The android system chip and the security chip generally adopt serial port communication, the communication method is that the android system initiates a command, and the security chip returns to the android system after receiving the command and completing processing. In the process, the APP in the android system keeps a blocking state all the time.
The serial port communication mode of the APP and the security chip in the intelligent POS machine based on the android system has the following problems.
1. The communication efficiency is low. In each communication process, the next instruction processing can be carried out only after the instruction returns a result. And the android system is a parallel computing system, so that a plurality of APPs can only be queued for processing. Affecting efficiency.
2. Two-way communication is not possible. Due to the blocking mode. The send and return instructions must match exactly. Thus, when the security chip detects a problem, such as: due to the safety triggering caused by safety protection, when the battery which independently supplies power to the safety chip is low in voltage and the like, the battery cannot be used, and information cannot be transmitted to the outside. This state can only be obtained by upper APP queries. Resulting in a poor user experience.
3. When the serial communication is abnormal, the first time check cannot be carried out. When serial communication is performed, the code error rate always exists. When the error condition occurs, the upper layer application processes the received return information after receiving the return information. Resulting in a processing failure.
Disclosure of Invention
Aiming at the problems of the serial port communication scheme in the existing intelligent POS machine based on the android system, a new communication scheme for the intelligent POS machine is needed to improve the communication efficiency of the intelligent POS machine.
Therefore, the invention aims to provide a serial port-based bidirectional concurrent communication method for an intelligent POS machine, which ensures the communication efficiency and the safety of the intelligent POS machine.

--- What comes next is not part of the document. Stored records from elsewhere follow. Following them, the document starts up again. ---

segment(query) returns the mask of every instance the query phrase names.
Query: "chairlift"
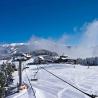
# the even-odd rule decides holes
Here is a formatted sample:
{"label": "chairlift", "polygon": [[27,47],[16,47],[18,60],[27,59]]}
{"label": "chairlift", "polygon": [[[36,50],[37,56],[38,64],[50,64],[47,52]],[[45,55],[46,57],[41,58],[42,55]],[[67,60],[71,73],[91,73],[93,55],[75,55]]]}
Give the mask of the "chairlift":
{"label": "chairlift", "polygon": [[38,71],[39,71],[39,69],[37,67],[37,71],[36,72],[33,72],[34,73],[34,75],[33,75],[34,78],[32,78],[31,81],[38,81],[38,77],[37,77]]}

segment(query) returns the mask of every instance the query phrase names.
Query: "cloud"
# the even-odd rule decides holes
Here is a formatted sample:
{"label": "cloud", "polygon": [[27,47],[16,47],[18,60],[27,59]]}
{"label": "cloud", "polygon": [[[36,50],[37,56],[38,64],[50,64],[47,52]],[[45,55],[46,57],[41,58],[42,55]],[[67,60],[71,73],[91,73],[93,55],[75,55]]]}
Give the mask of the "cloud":
{"label": "cloud", "polygon": [[[55,51],[59,55],[65,54],[75,58],[98,56],[98,20],[85,23],[80,28],[80,33],[82,34],[80,43],[77,46],[72,46],[71,48],[68,48],[66,45],[68,45],[68,41],[72,40],[72,37],[64,33],[58,40],[32,36],[28,41],[29,49],[47,49]],[[74,40],[79,40],[79,38],[75,38]]]}

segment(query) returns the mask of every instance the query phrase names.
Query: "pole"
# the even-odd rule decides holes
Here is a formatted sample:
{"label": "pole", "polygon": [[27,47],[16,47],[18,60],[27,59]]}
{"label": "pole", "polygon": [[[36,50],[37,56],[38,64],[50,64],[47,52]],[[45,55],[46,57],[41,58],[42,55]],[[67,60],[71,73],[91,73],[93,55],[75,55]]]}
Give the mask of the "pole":
{"label": "pole", "polygon": [[19,60],[19,86],[22,85],[22,61]]}

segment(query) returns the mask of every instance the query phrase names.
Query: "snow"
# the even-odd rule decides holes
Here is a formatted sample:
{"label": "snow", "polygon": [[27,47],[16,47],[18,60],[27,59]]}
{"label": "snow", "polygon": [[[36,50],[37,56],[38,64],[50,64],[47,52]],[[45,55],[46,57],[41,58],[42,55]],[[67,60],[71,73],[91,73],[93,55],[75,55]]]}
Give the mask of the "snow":
{"label": "snow", "polygon": [[[32,59],[30,61],[32,61]],[[27,64],[27,62],[25,64]],[[98,95],[97,66],[90,67],[88,69],[87,66],[71,64],[38,65],[39,68],[41,66],[45,67],[50,72],[73,84],[79,89],[89,94]],[[25,69],[23,71],[23,82],[30,86],[26,74],[31,80],[34,78],[33,76],[35,71],[37,71],[36,65],[30,65],[28,69]],[[18,77],[16,73],[14,74],[14,77],[16,78],[15,81],[17,81]],[[38,81],[31,81],[36,98],[89,98],[88,96],[57,79],[43,69],[39,70],[37,77]],[[13,95],[13,97],[9,98],[31,98],[32,94],[32,90],[29,88],[28,91],[25,91],[24,93],[17,93],[16,95]],[[34,97],[32,96],[32,98]]]}

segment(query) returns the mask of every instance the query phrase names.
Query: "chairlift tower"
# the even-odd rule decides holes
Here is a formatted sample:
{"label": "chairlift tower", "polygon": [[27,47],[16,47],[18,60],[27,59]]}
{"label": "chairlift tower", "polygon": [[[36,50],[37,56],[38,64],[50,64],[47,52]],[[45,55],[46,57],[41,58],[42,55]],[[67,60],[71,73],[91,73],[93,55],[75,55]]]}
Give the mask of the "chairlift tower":
{"label": "chairlift tower", "polygon": [[15,61],[19,62],[18,73],[19,73],[19,87],[22,85],[22,62],[26,61],[26,57],[18,57]]}

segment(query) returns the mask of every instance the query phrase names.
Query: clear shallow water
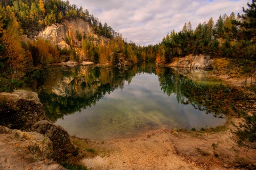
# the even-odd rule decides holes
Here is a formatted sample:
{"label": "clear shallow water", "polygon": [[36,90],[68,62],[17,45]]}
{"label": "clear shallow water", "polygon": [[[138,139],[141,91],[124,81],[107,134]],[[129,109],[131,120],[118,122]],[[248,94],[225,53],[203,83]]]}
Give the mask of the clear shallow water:
{"label": "clear shallow water", "polygon": [[164,93],[161,77],[137,74],[131,82],[124,82],[122,90],[119,87],[106,93],[95,105],[65,114],[55,124],[70,135],[104,141],[136,136],[150,129],[199,129],[225,123],[225,119],[206,114],[191,104],[181,104],[177,99],[186,101],[184,96]]}

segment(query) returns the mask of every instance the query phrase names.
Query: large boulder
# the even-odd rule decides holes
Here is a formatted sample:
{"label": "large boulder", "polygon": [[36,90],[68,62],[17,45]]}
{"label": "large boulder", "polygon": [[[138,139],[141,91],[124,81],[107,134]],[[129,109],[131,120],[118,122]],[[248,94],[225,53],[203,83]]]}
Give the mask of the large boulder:
{"label": "large boulder", "polygon": [[39,133],[51,140],[55,151],[76,154],[67,131],[45,116],[36,93],[23,90],[1,93],[0,125]]}
{"label": "large boulder", "polygon": [[35,123],[47,119],[37,93],[23,90],[0,93],[0,125],[30,131]]}
{"label": "large boulder", "polygon": [[77,153],[69,135],[61,126],[47,120],[42,120],[36,123],[33,129],[49,137],[52,142],[53,149],[55,151],[74,155]]}

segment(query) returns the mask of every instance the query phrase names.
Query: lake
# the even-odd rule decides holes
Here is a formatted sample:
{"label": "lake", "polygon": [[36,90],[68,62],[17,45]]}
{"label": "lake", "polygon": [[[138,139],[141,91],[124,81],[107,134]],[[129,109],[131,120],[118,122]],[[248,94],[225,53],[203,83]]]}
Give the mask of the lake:
{"label": "lake", "polygon": [[70,135],[106,141],[163,128],[223,125],[219,94],[230,90],[211,74],[156,68],[154,63],[55,66],[41,71],[31,87],[46,116]]}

In order to achieve the aim, the serial port-based bidirectional concurrent communication method for the intelligent POS machine starts a receiving thread and a sending thread, and independently processes data sending and data receiving; and establishing a data sending queue and a data receiving queue, and performing data matching on the sent data and the processed data.

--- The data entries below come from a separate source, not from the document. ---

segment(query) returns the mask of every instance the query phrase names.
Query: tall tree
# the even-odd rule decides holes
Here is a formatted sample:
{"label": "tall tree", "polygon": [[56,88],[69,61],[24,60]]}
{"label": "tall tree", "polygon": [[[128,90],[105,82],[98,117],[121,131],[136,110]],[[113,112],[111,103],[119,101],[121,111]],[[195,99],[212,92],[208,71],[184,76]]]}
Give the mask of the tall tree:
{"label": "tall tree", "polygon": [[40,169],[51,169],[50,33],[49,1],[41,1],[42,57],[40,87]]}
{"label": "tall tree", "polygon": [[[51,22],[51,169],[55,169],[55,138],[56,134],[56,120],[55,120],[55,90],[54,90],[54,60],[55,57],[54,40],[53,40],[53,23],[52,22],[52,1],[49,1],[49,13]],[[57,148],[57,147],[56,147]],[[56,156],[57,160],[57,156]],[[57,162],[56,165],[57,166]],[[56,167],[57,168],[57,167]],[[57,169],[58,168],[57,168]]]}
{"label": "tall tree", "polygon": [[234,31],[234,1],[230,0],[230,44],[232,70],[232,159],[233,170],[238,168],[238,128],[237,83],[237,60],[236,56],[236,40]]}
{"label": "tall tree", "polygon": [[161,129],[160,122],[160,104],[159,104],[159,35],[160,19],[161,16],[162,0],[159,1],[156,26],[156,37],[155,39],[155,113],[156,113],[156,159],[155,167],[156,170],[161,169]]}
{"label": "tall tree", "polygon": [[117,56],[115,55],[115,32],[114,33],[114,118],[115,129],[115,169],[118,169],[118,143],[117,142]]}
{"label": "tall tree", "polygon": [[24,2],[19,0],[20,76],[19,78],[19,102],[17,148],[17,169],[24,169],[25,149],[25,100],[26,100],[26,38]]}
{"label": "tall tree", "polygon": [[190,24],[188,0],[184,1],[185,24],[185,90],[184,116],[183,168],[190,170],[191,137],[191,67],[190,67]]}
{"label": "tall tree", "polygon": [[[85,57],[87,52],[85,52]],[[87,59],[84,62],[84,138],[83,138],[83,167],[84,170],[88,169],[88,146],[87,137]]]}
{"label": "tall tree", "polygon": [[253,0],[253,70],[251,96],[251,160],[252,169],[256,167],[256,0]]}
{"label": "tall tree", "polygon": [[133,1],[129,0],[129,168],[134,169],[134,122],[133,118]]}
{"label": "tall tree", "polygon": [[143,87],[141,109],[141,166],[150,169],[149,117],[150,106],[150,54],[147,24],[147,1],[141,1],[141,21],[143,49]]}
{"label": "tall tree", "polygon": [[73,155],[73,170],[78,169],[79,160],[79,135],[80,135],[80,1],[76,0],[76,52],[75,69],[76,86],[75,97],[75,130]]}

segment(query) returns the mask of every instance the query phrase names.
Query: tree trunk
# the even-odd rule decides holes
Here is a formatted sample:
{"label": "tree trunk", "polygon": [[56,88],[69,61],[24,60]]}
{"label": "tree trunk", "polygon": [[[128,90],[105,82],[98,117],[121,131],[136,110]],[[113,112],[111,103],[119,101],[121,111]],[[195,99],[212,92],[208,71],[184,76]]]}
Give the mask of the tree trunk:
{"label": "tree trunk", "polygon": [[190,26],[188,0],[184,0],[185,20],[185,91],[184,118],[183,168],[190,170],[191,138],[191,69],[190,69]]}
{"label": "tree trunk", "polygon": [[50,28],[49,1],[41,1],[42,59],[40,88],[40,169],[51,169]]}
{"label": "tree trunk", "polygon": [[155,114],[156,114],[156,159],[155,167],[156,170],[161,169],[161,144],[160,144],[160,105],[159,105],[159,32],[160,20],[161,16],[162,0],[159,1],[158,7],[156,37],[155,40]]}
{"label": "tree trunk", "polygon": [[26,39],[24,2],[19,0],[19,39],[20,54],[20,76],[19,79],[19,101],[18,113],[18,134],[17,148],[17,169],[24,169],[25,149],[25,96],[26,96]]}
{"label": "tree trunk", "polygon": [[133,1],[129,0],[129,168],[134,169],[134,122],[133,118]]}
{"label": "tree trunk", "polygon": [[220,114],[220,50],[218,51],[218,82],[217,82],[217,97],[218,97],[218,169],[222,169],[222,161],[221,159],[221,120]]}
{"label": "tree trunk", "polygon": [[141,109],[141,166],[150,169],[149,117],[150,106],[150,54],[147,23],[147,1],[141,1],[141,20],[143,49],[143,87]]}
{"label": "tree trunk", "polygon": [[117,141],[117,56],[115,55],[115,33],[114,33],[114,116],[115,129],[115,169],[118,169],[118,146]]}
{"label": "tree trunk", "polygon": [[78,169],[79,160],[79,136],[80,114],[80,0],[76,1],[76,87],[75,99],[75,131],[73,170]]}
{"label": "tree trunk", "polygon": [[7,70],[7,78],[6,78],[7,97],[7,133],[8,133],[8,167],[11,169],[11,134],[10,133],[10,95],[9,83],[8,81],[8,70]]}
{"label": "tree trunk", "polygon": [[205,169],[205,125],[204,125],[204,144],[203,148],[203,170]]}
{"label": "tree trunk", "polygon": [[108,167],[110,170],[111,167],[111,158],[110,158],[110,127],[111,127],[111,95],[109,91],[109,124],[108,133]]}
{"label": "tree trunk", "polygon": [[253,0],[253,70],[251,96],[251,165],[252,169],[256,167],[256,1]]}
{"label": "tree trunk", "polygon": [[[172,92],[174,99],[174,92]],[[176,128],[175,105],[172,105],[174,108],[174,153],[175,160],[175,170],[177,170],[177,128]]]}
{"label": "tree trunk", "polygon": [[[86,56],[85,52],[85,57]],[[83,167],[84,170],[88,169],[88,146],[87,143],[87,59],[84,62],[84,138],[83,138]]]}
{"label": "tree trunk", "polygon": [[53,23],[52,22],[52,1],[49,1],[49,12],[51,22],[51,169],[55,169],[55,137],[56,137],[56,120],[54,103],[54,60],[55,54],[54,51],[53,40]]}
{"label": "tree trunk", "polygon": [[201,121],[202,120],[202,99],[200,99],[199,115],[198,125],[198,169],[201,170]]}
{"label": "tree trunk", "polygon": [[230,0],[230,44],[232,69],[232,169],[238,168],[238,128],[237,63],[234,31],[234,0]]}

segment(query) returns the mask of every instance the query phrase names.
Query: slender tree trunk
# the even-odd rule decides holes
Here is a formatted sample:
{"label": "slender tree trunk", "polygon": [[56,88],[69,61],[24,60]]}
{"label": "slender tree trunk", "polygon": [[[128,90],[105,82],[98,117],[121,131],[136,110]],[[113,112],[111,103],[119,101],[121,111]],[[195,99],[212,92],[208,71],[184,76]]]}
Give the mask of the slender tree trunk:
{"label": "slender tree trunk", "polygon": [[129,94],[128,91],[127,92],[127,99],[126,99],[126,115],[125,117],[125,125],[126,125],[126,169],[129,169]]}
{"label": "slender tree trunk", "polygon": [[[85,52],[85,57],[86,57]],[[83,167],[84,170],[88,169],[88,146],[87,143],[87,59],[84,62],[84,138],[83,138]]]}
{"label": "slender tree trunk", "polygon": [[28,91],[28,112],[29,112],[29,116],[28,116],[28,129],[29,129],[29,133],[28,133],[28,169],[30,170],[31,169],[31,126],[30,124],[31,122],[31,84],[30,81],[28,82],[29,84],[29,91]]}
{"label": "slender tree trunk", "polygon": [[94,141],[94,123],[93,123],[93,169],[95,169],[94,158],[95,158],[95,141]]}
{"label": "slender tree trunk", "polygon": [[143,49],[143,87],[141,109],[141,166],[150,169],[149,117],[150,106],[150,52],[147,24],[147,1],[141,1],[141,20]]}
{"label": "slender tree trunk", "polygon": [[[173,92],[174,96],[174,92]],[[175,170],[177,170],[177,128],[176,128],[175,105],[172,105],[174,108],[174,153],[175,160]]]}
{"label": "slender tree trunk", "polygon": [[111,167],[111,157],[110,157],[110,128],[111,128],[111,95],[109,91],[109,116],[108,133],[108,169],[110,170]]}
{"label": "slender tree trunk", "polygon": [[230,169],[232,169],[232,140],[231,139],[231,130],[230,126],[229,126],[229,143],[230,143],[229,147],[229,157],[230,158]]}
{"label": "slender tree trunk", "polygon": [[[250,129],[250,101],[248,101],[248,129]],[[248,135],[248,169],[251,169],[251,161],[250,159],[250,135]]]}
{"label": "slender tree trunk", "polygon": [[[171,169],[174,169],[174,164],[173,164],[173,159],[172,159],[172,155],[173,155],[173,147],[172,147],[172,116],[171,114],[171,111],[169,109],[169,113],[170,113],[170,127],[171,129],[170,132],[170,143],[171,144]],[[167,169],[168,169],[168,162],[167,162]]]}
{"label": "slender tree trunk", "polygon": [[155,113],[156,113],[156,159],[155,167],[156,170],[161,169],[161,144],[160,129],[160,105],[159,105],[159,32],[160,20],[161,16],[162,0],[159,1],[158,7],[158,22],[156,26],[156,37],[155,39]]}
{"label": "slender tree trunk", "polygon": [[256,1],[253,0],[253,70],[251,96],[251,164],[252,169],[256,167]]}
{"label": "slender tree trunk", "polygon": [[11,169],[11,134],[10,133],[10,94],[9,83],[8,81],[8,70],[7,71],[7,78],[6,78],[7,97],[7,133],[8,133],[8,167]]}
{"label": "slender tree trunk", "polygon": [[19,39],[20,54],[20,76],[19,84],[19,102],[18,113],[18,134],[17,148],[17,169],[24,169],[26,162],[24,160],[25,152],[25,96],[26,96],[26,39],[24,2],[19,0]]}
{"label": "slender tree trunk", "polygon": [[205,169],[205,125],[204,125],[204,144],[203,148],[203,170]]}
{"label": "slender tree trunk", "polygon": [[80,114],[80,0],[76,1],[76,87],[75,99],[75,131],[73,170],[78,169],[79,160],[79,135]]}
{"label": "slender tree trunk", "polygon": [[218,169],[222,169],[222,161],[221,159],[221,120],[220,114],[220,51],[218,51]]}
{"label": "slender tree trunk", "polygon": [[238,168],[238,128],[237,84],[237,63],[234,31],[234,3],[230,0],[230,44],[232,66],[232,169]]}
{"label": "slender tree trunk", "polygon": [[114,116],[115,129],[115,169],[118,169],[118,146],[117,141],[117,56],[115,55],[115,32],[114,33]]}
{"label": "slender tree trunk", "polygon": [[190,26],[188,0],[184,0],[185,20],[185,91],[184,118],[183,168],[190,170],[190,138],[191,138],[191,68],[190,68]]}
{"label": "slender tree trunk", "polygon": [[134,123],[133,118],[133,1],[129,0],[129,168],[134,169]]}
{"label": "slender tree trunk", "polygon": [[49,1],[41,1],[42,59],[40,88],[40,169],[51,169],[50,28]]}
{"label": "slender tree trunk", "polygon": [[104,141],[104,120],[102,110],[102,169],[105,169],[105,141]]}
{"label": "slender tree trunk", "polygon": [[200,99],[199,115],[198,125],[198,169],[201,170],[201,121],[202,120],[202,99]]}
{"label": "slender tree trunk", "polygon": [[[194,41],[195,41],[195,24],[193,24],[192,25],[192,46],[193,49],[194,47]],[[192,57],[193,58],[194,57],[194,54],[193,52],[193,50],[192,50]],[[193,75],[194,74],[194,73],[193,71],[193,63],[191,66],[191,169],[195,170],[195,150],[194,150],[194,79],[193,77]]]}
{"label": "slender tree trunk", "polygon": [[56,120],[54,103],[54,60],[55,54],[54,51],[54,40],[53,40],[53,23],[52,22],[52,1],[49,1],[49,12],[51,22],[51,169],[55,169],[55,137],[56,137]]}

Further, the data to be issued is written into a sending queue by the service, a data sending thread polls and checks the sending queue, and when the data exists in the sending queue, integrity check is carried out;
after the data integrity check is completed, sending data to the security chip through the serial port, deleting the sending queue by the data sending thread after the security chip successfully receives the data, and inserting the sent data and a callback handle of subsequent processing into the receiving queue;
further, after the system acquires the data received by the security chip through the receiving thread, the system performs service processing and returns the data through the serial port; and the receiving thread retrieves the receiving queue through the unique index number of the message, and returns the data to the upper layer through the callback handle after inquiring the data.
Further, when the safety chip has active uploading information, the safety chip directly sends instruction data to an upper layer through a serial port, the system receives the data through a thread, the receiving thread determines that the safety chip is in an active state through instruction comparison, and processing is carried out through a preset uploading flow.

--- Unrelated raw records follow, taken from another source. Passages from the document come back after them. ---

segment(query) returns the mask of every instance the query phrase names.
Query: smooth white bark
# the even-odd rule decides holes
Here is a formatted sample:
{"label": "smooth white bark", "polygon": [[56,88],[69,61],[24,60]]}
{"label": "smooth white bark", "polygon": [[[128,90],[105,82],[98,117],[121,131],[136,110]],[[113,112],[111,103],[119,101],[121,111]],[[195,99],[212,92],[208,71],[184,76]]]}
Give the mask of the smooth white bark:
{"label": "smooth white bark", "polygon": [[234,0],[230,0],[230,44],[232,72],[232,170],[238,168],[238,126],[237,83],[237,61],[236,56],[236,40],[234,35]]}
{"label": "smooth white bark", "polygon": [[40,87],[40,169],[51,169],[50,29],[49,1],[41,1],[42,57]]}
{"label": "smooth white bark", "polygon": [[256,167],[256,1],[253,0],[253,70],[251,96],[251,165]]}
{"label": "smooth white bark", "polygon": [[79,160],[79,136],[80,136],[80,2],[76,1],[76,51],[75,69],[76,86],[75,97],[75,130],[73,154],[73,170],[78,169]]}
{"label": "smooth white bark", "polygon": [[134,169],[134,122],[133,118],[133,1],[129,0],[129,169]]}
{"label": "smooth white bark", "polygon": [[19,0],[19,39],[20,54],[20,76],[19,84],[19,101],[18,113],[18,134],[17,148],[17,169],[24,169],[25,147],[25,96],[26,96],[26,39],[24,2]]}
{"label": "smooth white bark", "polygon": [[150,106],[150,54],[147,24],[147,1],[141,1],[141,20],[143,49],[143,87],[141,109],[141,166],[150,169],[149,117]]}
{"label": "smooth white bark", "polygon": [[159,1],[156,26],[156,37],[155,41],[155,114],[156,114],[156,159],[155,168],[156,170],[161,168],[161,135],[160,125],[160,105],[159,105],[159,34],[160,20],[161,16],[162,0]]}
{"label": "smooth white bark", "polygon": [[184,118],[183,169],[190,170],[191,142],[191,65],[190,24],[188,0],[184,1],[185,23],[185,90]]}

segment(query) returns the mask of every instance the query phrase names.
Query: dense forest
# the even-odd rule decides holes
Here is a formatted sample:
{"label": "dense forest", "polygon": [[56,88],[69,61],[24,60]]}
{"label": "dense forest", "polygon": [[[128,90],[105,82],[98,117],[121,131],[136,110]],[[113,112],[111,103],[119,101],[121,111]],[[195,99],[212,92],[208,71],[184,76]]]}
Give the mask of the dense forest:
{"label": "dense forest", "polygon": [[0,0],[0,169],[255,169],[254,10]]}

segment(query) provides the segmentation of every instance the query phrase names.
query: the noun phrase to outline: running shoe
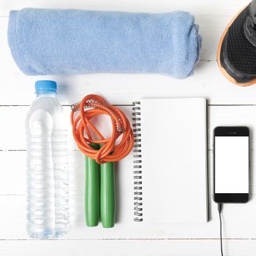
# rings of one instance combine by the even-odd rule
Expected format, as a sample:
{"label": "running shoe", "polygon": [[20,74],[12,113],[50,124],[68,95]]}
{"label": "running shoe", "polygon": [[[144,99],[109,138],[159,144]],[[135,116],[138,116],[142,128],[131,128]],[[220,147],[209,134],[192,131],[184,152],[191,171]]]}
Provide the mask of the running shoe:
{"label": "running shoe", "polygon": [[223,75],[233,83],[256,83],[256,0],[228,24],[219,43],[217,61]]}

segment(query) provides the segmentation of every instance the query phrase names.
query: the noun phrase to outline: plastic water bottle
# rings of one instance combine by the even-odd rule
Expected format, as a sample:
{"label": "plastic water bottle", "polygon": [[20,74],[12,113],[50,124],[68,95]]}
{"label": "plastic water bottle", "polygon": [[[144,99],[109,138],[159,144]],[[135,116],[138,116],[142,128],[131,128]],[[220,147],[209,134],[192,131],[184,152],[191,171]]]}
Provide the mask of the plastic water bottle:
{"label": "plastic water bottle", "polygon": [[56,83],[36,82],[36,99],[26,120],[27,138],[27,230],[36,238],[69,230],[67,129]]}

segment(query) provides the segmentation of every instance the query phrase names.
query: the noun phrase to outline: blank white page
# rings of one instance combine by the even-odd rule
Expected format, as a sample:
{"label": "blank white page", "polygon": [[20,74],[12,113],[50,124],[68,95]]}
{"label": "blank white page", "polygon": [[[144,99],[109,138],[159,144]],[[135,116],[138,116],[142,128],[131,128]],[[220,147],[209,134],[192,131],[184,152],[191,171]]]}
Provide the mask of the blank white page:
{"label": "blank white page", "polygon": [[206,99],[140,105],[145,222],[207,222]]}

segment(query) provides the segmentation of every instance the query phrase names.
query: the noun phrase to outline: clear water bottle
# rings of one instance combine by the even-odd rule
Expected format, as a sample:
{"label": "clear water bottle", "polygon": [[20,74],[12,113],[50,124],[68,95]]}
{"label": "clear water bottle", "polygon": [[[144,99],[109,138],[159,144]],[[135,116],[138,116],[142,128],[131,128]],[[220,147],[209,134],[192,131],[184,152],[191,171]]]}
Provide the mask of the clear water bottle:
{"label": "clear water bottle", "polygon": [[67,129],[56,83],[39,80],[35,87],[26,120],[27,230],[31,238],[52,238],[69,230]]}

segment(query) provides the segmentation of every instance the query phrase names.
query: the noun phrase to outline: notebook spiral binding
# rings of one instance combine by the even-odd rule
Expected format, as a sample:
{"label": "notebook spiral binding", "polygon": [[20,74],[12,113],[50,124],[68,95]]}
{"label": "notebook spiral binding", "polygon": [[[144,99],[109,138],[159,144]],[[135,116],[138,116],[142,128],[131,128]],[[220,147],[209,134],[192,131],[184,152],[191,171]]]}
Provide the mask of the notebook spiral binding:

Further, the system provides an external subscription interface, if the corresponding service needs the corresponding uploading information, the information is subscribed through the interface, the information registration is carried out, and a callback function of the service receiving information is set; when receiving the message, checking the subscription to determine the service subscribed to the message, and returning the message through the callback function set by the service.
Further, the sending instructions are classified, so that a two-dimensional table is constructed to carry out instruction issuing control.
According to the scheme, two threads (a receiving thread and a sending thread) are arranged, and two queues (a sending queue and a receiving queue) are processed, so that the problems of sending and receiving of asynchronous communication are solved, and the serial port communication efficiency between the system-based service and the security chip in the intelligent POS machine is improved.
In addition, the instructions are classified, and the instructions which can be issued and cannot be issued are discriminated through the two-dimensional table, so that the continuity and the safety of the safety chip processing are guaranteed.
Drawings
The invention is further described below in conjunction with the appended drawings and the detailed description.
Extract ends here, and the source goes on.